La France doit donc renouer avec sa vocation maritime. La priorité ne va plus, comme au temps de Colbert, à la création d’un ministère ou d’une bureaucratie étatique. La mer doit faire l’objet d’une stratégie globale qui coordonne les acteurs publics et privés autour de cinq objectifs : la production, la recherche, la protection, la sécurité et la souveraineté.
Les activités maritimes génèrent un chiffre d’affaires de 65 milliards d’euros et 310 000 emplois. Elles pourraient être largement développées par la privatisation des ports et leur raccordement aux réseaux européens de transport, par le soutien des armateurs, par l’investissement massif dans l’aquaculture, par l’organisation de filières industrielles autour des champions que sont CMA CGM pour le transport, STX et DCNS pour la construction navale, Total, Technip ou Vallourec pour l’exploitation des ressources offshore. La haute mer devrait dans l’idéal être érigée en bien commun de l’humanité géré par une agence spécialisée de l’Onu. A tout le moins, un nouveau traité assurant sa préservation devrait être négocié. Mais il n’est pas de règles crédibles sans un État fort pour les faire respecter.

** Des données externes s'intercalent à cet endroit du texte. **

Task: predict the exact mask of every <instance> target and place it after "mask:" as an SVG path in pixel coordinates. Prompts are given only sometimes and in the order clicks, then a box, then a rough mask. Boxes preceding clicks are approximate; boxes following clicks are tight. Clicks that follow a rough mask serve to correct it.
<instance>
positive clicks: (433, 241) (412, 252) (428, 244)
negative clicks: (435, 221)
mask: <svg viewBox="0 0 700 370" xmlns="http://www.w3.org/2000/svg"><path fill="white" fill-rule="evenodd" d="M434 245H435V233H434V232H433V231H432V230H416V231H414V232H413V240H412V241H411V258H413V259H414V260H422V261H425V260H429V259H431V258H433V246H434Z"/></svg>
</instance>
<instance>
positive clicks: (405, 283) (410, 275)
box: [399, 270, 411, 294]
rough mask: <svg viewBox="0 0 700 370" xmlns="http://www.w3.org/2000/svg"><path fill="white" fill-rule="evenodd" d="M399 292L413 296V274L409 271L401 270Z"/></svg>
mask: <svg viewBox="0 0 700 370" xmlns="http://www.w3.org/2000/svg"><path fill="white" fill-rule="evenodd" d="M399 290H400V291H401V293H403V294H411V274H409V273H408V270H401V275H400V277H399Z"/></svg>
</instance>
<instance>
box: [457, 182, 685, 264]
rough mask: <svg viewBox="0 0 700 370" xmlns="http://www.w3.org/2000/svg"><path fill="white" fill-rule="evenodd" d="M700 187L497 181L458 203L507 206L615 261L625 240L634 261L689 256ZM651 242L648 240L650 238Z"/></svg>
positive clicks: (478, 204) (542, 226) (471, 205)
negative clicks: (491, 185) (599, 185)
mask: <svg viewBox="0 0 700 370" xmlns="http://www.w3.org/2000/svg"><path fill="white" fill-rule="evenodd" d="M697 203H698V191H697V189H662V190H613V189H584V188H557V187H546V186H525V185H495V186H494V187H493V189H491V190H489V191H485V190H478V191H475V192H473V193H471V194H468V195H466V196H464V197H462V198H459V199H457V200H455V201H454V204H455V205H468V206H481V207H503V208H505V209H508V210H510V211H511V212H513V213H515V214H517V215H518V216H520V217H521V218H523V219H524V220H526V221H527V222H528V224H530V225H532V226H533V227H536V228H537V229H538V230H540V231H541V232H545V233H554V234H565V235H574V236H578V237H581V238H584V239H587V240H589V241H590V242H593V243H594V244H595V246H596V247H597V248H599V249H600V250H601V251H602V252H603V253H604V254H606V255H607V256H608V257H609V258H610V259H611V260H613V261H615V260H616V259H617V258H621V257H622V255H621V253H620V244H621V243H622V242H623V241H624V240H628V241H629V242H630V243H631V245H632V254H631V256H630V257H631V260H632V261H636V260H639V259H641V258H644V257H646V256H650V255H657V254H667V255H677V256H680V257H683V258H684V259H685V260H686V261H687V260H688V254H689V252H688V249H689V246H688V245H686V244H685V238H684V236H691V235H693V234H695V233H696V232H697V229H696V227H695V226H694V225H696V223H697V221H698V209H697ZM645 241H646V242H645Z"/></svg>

Voilà pourquoi la France doit, dans le cadre de la remontée de son effort de défense à 2 % du PIB, réinvestir dans sa marine, dont le rôle est vital tant pour la mise en œuvre de la dissuasion que pour le renseignement, la projection de forces, le contrôle des routes maritimes, de la zone économique et des approches de notre territoire, notamment en Méditerranée. Voilà pourquoi au projet ruineux d’un second porte-avions il faut préférer des programmes ambitieux de frégates, de patrouilleurs, de sous-marins et de drones.
Eric Tabarly aimait à rappeler que « naviguer est une activité qui ne convient pas aux imposteurs. Dans bien des professions, on peut faire illusion et bluffer en toute impunité. En mer, on sait ou on ne sait pas ». La mer possède de fait une dimension morale : elle départage impitoyablement les découvreurs, les entrepreneurs et les hommes d’État véritables des imposteurs. Chacun peut prétendre gouverner l’État par temps calme, mais très peu nombreux sont ceux capables de le faire au cœur des tempêtes de l’Histoire.